Hopefully, I get to be ready in order to get a good score for my Step 1.

Saturday, October 26, 2013

Take a Step Back and Breathe

Almost one and a half months have passed since the announcement of the board exam passing. Where am I now? I have decided to take the USMLE Step 1 on the third or fourth week of January, then Step 2 CK on May and Step 2 CS on the second week of July. How am I feeling about this? I feel calm about it. However, I get some points of hesitations since I have to study everything all over again (well not really all over again). This review is like my refresher course to Medicine since I have just recently took the board exam in the Philippines.

What am I glad bout now is my opportunity to come up with a team building workshop for a group of high school boys. My constant calling for a "gig" like this suddenly came true. I was lucky enough that one of my batchmates thought about me in helping this group. Hopefully, this would turn out well since I am a little bit rusty given the 2-year delay of without practice.

I have also attended an volunteer orientation seminar in Kythe so I can be a part of their volunteer pool (officially). One of the steps that I proposed to take is to go back to Kythe. Why? Since it is where my affirmation to take up medicine started. Maybe I just need to take my white coat off for a while and let it rest for the meantime. Wearing a different set of spectacles might clear things a bit.

Being saturated with the same things can be nauseating.

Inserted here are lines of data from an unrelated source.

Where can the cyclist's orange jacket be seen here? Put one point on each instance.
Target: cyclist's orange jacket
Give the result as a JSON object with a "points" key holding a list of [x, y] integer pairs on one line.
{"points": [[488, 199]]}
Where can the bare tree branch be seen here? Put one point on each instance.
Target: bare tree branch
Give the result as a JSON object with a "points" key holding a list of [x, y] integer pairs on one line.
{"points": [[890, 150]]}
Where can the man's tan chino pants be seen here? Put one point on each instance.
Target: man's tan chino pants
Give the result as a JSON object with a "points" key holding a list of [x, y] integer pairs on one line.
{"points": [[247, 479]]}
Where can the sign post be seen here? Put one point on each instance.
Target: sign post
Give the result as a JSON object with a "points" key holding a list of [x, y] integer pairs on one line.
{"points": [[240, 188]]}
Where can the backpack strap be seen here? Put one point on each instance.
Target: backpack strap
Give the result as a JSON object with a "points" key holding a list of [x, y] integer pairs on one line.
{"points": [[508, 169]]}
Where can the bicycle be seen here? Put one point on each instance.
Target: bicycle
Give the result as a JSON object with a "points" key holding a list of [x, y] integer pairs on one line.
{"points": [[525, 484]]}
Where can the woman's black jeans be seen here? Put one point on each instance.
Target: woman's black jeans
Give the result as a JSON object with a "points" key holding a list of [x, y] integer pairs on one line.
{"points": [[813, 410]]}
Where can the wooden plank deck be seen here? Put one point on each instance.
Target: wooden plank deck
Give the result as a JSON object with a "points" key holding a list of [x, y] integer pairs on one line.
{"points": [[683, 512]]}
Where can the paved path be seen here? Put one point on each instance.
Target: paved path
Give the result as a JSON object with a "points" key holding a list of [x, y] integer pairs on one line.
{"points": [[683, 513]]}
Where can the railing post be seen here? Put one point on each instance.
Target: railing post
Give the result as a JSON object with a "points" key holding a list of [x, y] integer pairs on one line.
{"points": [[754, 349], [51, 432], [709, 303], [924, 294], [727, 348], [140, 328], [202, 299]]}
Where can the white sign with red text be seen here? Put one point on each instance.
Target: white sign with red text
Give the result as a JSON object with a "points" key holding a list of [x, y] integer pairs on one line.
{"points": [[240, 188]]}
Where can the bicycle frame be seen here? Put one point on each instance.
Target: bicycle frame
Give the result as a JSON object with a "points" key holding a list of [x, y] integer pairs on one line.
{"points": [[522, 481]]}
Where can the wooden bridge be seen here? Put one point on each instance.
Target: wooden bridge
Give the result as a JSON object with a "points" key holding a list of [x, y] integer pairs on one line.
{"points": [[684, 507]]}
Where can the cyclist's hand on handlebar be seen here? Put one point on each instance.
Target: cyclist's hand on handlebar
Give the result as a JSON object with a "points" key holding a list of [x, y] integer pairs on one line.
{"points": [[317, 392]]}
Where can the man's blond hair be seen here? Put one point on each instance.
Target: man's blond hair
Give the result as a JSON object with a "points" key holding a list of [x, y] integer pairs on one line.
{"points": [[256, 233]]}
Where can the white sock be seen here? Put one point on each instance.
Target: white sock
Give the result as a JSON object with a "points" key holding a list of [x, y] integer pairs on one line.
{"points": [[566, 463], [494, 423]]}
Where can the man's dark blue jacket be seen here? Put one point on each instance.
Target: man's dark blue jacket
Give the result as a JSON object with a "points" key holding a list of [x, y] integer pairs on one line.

My decision to continue Medicine as a 2nd year medical student forced me to swallow my own vomit over and over again until I got to finish it until the licensure examination. Yes, I know many would be annoyed since it is a privilege to be a doctor and to even pass the boards. Being in the world of Medicine for quite some time, I would say I have only met a few passionate doctors. Maybe some may argue on this terminology so let me define this. Passion means an overflowing emotion that one could not contain and could not help but spread it to other people. I have met a few such as Dr. Erric Cinco, Dr. Chris Soriano, Dr. Jun Cuenca, Dr. Joma Bravo, Dr. Cenon Alfonso. I believe passionate people are moved to look at things at a different light. They have managed to show that Medicine is not all about the books, agonizing rounds, egotistic consultants... they have showed that Medicine can be fun. It may be an old science but it is still new everyday. What?! How can it be both old and new? The old part is very much obvious. Medicine is new every day since more discoveries are announced, research done by the minute...keeping many doctors still confused in perfecting this art. That is why doctors constantly study even after the licensure examination, residency and fellowship. Yup, it does not end. However, I guess in any profession where you would wish to be successful, learning will never end.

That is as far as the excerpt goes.